Vu les conclusions du 24 août 2018 par lesquelles la société [A] Distribution demande à la cour, au visa des articles 584 et 591 du code procédure civile, de statuer ce que de droit sur le mérite de la tierce opposition formée par la société Carrefour Proximité France ;

SUR CE

La cour se réfère, pour un plus ample exposé des faits, de la procédure, des moyens échangés et des prétentions des parties, à la décision déférée et aux dernières conclusions échangées en appel.

En application de l'article 954 alinéa 2 du code de procédure civile, la cour ne statue que sur les prétentions énoncées au dispositif des conclusions.

Rappel des autres procédures opposant les parties 

Plusieurs procédures judiciaires ont été engagées dans le cadre du litige qui oppose les parties.

La procédure d'heure à heure

Par acte du 13 janvier 2014, la société Casino a saisi d'heure à heure le juge des référés du tribunal de commerce de Lyon aux fins de voir ordonner sous astreinte la reprise et le maintien des relations contractuelles jusqu'à ce qu'une décision intervienne au fond s'agissant du caractère licite ou non de la rupture du contrat de franchise par la société [A] Distribution.

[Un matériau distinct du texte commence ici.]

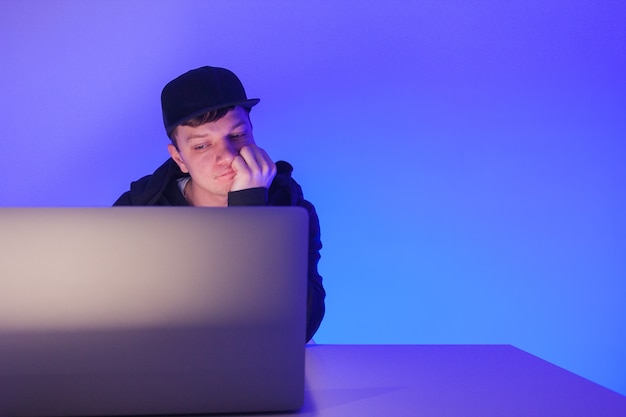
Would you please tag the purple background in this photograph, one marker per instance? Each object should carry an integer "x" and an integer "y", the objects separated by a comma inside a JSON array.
[{"x": 467, "y": 159}]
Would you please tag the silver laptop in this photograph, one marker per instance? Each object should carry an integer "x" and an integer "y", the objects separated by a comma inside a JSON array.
[{"x": 152, "y": 310}]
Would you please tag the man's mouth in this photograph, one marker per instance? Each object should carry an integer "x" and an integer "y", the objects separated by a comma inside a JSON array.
[{"x": 225, "y": 174}]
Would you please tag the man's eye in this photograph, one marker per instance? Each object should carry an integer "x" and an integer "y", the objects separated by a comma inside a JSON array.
[{"x": 237, "y": 136}]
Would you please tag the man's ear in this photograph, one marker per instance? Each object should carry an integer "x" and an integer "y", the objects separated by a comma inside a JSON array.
[{"x": 177, "y": 158}]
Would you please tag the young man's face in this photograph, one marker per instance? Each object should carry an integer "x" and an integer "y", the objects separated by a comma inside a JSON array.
[{"x": 206, "y": 152}]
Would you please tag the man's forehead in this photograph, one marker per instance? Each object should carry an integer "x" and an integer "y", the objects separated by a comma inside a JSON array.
[{"x": 236, "y": 118}]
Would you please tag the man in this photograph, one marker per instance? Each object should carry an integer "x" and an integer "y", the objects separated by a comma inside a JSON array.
[{"x": 215, "y": 162}]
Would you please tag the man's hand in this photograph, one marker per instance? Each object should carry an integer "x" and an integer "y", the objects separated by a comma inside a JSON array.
[{"x": 253, "y": 168}]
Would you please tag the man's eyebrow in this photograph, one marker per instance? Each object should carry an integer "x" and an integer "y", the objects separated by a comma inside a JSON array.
[
  {"x": 197, "y": 136},
  {"x": 236, "y": 125}
]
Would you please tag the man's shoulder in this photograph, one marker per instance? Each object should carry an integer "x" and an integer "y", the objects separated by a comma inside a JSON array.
[{"x": 149, "y": 188}]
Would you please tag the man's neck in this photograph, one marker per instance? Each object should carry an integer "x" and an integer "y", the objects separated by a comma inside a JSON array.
[{"x": 198, "y": 198}]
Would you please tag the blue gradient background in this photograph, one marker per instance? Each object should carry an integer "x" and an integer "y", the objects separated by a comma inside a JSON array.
[{"x": 467, "y": 159}]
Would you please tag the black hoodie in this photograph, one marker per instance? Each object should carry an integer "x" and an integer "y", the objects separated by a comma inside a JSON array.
[{"x": 161, "y": 189}]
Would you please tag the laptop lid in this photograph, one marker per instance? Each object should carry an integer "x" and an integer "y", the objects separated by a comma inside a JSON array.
[{"x": 152, "y": 310}]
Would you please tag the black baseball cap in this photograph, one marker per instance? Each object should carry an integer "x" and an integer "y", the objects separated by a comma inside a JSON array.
[{"x": 200, "y": 91}]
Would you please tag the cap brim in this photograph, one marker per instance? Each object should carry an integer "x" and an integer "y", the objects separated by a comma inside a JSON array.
[{"x": 247, "y": 103}]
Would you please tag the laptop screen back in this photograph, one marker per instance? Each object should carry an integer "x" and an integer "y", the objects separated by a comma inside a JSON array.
[{"x": 152, "y": 310}]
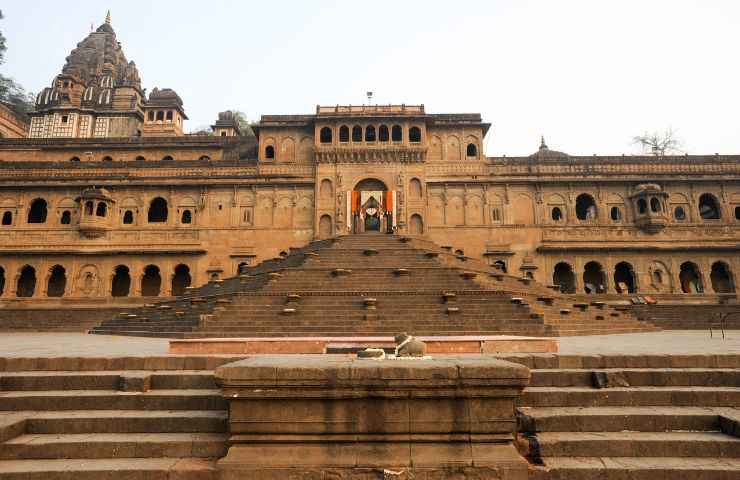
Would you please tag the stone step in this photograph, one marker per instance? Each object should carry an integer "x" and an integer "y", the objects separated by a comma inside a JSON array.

Par ordonnance du 21 janvier 2014, le juge des référés du tribunal de commerce de Lyon a ordonné sous astreinte à la société [A] Distribution la reprise et le maintien de ses relations contractuelles avec la société Casino telles qu'elles résultent du contrat de franchise et de son avenant jusqu'à ce qu'une décision au fond intervienne s'agissant de la rupture dudit contrat. Le juge des référés s'est réservé le pouvoir de liquider l'astreinte.

Cette décision a été confirmée en toutes ses dispositions par la cour d'appel de Paris dans un arrêt du 10 février 2015 (R.G. n°14/02110), devenu définitif, suite à la radiation du pourvoi formé par la société [A] Distribution.

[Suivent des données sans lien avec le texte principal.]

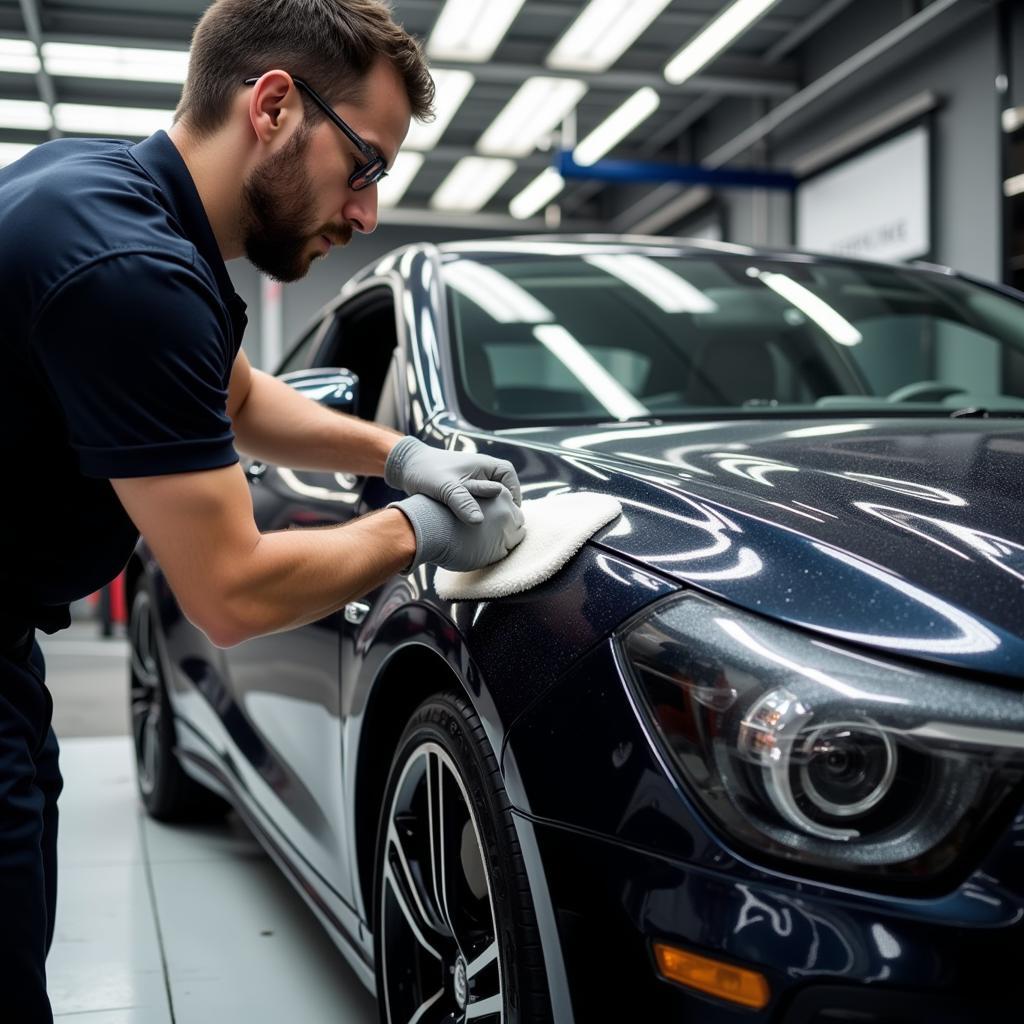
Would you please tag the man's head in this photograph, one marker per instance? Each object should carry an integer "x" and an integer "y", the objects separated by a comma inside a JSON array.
[{"x": 296, "y": 197}]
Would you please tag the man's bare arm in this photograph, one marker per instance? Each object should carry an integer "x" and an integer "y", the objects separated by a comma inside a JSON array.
[
  {"x": 233, "y": 583},
  {"x": 274, "y": 423}
]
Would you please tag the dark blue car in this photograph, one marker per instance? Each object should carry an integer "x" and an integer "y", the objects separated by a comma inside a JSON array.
[{"x": 756, "y": 754}]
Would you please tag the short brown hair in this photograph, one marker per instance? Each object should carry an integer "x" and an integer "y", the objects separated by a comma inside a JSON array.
[{"x": 332, "y": 44}]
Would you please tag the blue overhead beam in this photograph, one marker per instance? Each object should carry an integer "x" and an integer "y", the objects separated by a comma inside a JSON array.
[{"x": 641, "y": 172}]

La procédure en liquidation de l'astreinte

Par exploit du 15 avril 2014, la société Casino a assigné la société [A] devant le président du tribunal de commerce de Lyon afin de faire procéder à la liquidation de l'astreinte prononcée par l'ordonnance du 21 janvier 2014. La société Carrefour est intervenue volontairement dans ladite procédure, à titre accessoire.

Par ordonnance du 20 juin 2014, le président du tribunal de commerce de Lyon a condamné la société [A] Distribution au paiement d'une somme de 3.100.000 euros au titre de la liquidation d'astreinte.

Par arrêt du 20 février 2018, la cour d'appel de Lyon a confirmé le principe de liquidation de l'astreinte en cause mais en a réformé sur le quantum en condamnant la société [A] Distribution à payer à la société Casino la somme de 1.390.000 euros.

La procédure aux fins de constatation de la violation du droit de préemption

Par exploit du 7 février 2014, la société Casino a de nouveau saisi le tribunal de commerce de Lyon et a fait assigner les sociétés [A] Distribution et Carrefour Proximité ainsi que M. [A] en nullité de l'acte de cession intervenu en fraude de ses droits et en réparation des préjudices subis.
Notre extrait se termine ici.